While the yoga class I was teaching today enjoyed savasana, I was reflecting on how my shadow was the single most influential force to bring me to yoga and meditation. I often experience my shadow bodily, as physical sensation. Ray (2008) says “the totality of the darkness exists in the body in an enfolded state” until consciousness is ready to become aware (pg. 264). The body contains the wisdom, as well as the wound. My recovery from PTSD stalled at one point when I struggled to access the rage that lived within me. While the many other symptoms had subsided through traditional therapeutic methods, the terrible lifelong unexplained physical pain in my hips and legs remained. I had a sense that this was where my rage lived and turned to yoga from, as Ray (2008) points out, “a compelling need to open and free [myself], whatever may be the cost to [my] ego” (pg. 266).
Yoga gave me access, without which transformation was impossible. My experience of the shadow tends to move then from the body and into a “symbolic metaphor”, where, Preece (2006) writes, it can be “symbolically expressed” the energy is transformed by the symbols polarities, by its ability to “hold the tension between the light of consciousness and Shadow’s darkness” (pg. 183).

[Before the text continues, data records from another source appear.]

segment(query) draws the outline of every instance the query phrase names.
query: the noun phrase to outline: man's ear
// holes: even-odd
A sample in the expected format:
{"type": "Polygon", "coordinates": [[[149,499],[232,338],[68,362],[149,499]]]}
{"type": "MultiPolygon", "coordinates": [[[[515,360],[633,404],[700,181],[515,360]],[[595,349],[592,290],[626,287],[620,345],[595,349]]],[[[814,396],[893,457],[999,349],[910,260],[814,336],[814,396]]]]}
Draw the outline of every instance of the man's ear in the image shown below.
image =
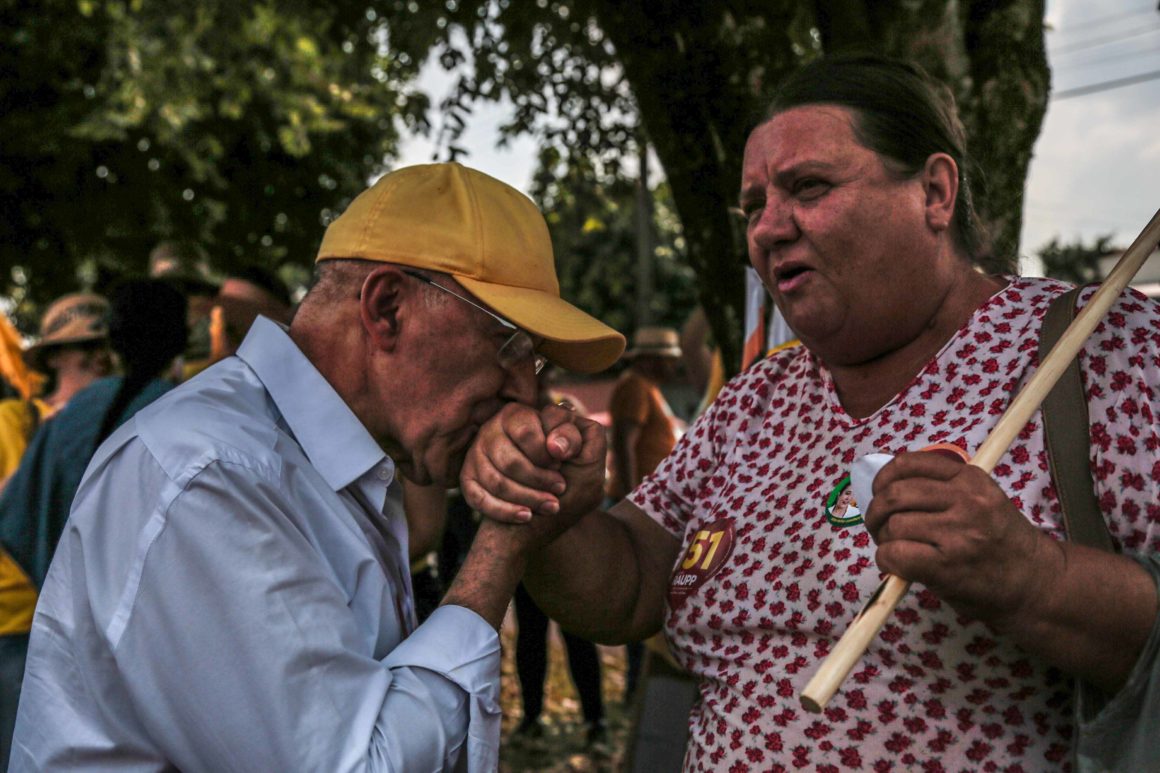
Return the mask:
{"type": "Polygon", "coordinates": [[[922,167],[927,225],[945,231],[955,217],[958,200],[958,165],[947,153],[931,153],[922,167]]]}
{"type": "Polygon", "coordinates": [[[394,266],[376,268],[363,280],[358,315],[367,335],[379,349],[390,352],[399,339],[406,276],[394,266]]]}

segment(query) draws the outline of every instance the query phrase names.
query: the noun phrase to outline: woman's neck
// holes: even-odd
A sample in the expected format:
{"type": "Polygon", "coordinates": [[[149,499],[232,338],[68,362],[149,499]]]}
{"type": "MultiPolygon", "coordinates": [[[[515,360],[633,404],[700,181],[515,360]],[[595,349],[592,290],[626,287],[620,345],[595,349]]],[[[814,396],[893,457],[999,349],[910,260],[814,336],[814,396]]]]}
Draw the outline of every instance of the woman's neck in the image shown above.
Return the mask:
{"type": "Polygon", "coordinates": [[[855,364],[826,363],[842,409],[864,419],[901,392],[974,311],[1006,287],[1006,280],[972,272],[918,335],[900,347],[855,364]]]}

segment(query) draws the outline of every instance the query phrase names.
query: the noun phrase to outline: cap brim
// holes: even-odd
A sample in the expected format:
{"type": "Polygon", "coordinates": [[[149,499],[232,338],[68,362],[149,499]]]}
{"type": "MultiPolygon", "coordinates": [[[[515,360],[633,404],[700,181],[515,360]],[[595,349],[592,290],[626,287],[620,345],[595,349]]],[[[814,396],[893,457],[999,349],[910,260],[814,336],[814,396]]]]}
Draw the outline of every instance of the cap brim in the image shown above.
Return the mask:
{"type": "Polygon", "coordinates": [[[544,339],[541,354],[577,373],[600,373],[624,352],[624,337],[557,295],[455,275],[505,319],[544,339]]]}
{"type": "Polygon", "coordinates": [[[680,360],[681,356],[683,356],[681,354],[681,349],[673,347],[665,347],[659,349],[648,349],[648,348],[629,349],[628,352],[624,353],[624,359],[628,360],[630,357],[643,357],[648,355],[652,355],[654,357],[668,357],[672,360],[680,360]]]}
{"type": "Polygon", "coordinates": [[[23,357],[24,363],[28,364],[28,367],[30,367],[32,370],[44,373],[45,368],[48,367],[44,363],[44,355],[51,352],[52,349],[61,346],[68,346],[70,344],[103,341],[108,337],[109,337],[108,333],[101,333],[99,335],[93,335],[93,334],[70,335],[68,338],[55,338],[48,341],[37,341],[36,344],[32,344],[30,347],[24,349],[21,353],[21,356],[23,357]]]}

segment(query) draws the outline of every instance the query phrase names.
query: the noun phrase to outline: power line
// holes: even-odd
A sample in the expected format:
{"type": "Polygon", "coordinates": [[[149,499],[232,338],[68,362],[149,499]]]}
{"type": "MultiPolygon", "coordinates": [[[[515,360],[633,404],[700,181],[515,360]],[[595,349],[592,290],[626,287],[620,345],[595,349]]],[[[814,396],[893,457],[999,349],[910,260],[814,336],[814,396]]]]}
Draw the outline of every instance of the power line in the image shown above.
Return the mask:
{"type": "Polygon", "coordinates": [[[1119,43],[1121,41],[1126,41],[1132,37],[1140,37],[1141,35],[1151,35],[1157,30],[1160,30],[1160,27],[1148,27],[1146,29],[1136,29],[1130,32],[1116,32],[1115,35],[1093,37],[1087,41],[1079,41],[1075,43],[1068,43],[1066,45],[1057,45],[1056,48],[1049,48],[1047,53],[1052,58],[1054,58],[1061,55],[1074,53],[1075,51],[1083,51],[1086,49],[1094,49],[1101,45],[1108,45],[1110,43],[1119,43]]]}
{"type": "Polygon", "coordinates": [[[1116,53],[1109,53],[1107,56],[1095,57],[1094,59],[1082,59],[1080,62],[1067,62],[1063,65],[1057,65],[1059,67],[1065,67],[1067,70],[1080,70],[1083,67],[1093,67],[1108,62],[1118,62],[1119,59],[1131,59],[1134,57],[1147,58],[1152,56],[1160,55],[1158,49],[1148,50],[1134,50],[1134,51],[1117,51],[1116,53]]]}
{"type": "Polygon", "coordinates": [[[1107,16],[1094,16],[1092,19],[1082,19],[1073,22],[1067,27],[1060,27],[1059,29],[1049,30],[1053,35],[1068,35],[1074,32],[1087,32],[1090,31],[1093,27],[1103,27],[1112,22],[1117,22],[1124,19],[1131,19],[1133,16],[1152,16],[1157,13],[1157,8],[1148,6],[1146,8],[1138,8],[1136,10],[1122,10],[1115,14],[1108,14],[1107,16]]]}
{"type": "Polygon", "coordinates": [[[1112,88],[1122,88],[1124,86],[1134,86],[1136,84],[1143,84],[1157,79],[1160,79],[1160,70],[1153,70],[1152,72],[1145,72],[1138,75],[1129,75],[1128,78],[1116,78],[1115,80],[1105,80],[1099,84],[1089,84],[1087,86],[1079,86],[1076,88],[1067,88],[1061,92],[1056,92],[1054,94],[1051,95],[1051,99],[1070,100],[1073,96],[1096,94],[1099,92],[1107,92],[1112,88]]]}

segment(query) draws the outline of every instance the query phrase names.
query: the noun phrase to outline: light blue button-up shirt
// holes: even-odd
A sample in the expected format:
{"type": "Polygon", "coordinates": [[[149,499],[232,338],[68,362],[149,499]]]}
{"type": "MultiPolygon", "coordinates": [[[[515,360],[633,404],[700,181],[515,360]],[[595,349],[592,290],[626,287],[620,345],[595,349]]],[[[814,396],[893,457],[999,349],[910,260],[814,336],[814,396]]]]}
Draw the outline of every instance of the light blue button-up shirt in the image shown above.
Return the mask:
{"type": "Polygon", "coordinates": [[[414,627],[399,489],[259,318],[93,458],[36,609],[12,770],[494,770],[499,637],[456,606],[414,627]]]}

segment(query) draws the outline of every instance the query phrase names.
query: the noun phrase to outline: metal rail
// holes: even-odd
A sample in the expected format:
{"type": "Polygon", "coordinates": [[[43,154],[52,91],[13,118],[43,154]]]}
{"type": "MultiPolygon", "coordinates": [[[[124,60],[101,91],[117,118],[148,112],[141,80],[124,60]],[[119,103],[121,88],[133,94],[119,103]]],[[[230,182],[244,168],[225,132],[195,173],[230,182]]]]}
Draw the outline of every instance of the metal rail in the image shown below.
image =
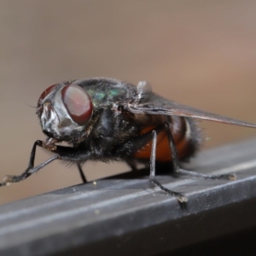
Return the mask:
{"type": "Polygon", "coordinates": [[[113,177],[0,207],[0,255],[154,255],[256,227],[256,139],[204,151],[191,166],[237,180],[113,177]]]}

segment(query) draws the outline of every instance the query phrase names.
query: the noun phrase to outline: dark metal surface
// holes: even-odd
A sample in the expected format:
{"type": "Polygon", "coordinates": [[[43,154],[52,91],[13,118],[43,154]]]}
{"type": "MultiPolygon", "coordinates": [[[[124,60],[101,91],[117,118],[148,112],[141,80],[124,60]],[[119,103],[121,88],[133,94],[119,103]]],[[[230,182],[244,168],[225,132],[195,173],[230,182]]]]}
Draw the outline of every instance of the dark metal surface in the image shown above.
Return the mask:
{"type": "Polygon", "coordinates": [[[192,162],[204,173],[236,172],[235,182],[159,177],[188,196],[186,207],[148,177],[98,180],[2,206],[0,254],[154,255],[256,227],[255,149],[252,139],[192,162]]]}

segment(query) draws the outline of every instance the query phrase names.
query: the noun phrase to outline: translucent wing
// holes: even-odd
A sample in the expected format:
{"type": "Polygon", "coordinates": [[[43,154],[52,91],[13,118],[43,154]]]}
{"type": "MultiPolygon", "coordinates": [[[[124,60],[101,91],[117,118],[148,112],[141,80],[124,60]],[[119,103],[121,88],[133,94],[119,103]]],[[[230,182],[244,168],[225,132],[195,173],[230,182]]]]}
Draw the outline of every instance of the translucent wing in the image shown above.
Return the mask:
{"type": "Polygon", "coordinates": [[[124,108],[134,113],[176,115],[211,120],[234,125],[256,128],[256,125],[237,120],[225,116],[208,113],[189,106],[165,99],[151,91],[150,85],[140,82],[137,86],[138,98],[134,102],[124,106],[124,108]],[[143,84],[142,84],[143,83],[143,84]]]}

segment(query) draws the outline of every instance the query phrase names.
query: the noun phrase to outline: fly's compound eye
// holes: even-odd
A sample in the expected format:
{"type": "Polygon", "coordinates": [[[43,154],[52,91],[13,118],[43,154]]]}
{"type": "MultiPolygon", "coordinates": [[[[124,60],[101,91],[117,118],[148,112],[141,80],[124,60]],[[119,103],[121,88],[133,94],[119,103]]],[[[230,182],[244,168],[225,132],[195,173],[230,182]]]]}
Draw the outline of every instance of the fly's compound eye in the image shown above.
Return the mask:
{"type": "Polygon", "coordinates": [[[49,87],[48,87],[46,90],[44,90],[43,91],[43,93],[41,94],[38,102],[38,108],[40,107],[41,102],[44,101],[44,99],[52,91],[52,90],[56,86],[56,84],[53,84],[49,87]]]}
{"type": "Polygon", "coordinates": [[[86,91],[76,84],[65,86],[61,91],[63,103],[72,119],[79,125],[90,121],[92,103],[86,91]]]}

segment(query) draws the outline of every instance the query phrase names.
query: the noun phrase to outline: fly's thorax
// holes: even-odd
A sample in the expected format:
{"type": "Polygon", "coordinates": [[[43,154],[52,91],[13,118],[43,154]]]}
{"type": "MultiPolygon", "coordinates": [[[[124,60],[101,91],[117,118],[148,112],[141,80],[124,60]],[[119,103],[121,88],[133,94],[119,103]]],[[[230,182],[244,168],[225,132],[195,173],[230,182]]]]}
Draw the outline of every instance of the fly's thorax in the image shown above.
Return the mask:
{"type": "Polygon", "coordinates": [[[86,136],[92,103],[86,91],[75,84],[60,84],[43,92],[38,111],[43,131],[66,142],[80,142],[86,136]]]}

I work with the metaphor through bodily movement and creative expression, sometimes imaginal only and other times through writing and art. Through these practices, and the challenging and rewarding experiences of communing with the shadow, my life is enriched and I find myself unable to categorize it as a bad or evil force but the tension between wisdom and ignorance. I’m also unable to live a full life without the information it holds and while I resist it still at times my body always gives me away and sends me to the mat where I can meet my shadow anew.
Preece, R. (2006). The psychology of Buddhist tantra. Ithaca N.Y.: Snow Lion Publications.
Ray, R. A. (2008). Touching enlightenment – finding realization in the body. Sounds True.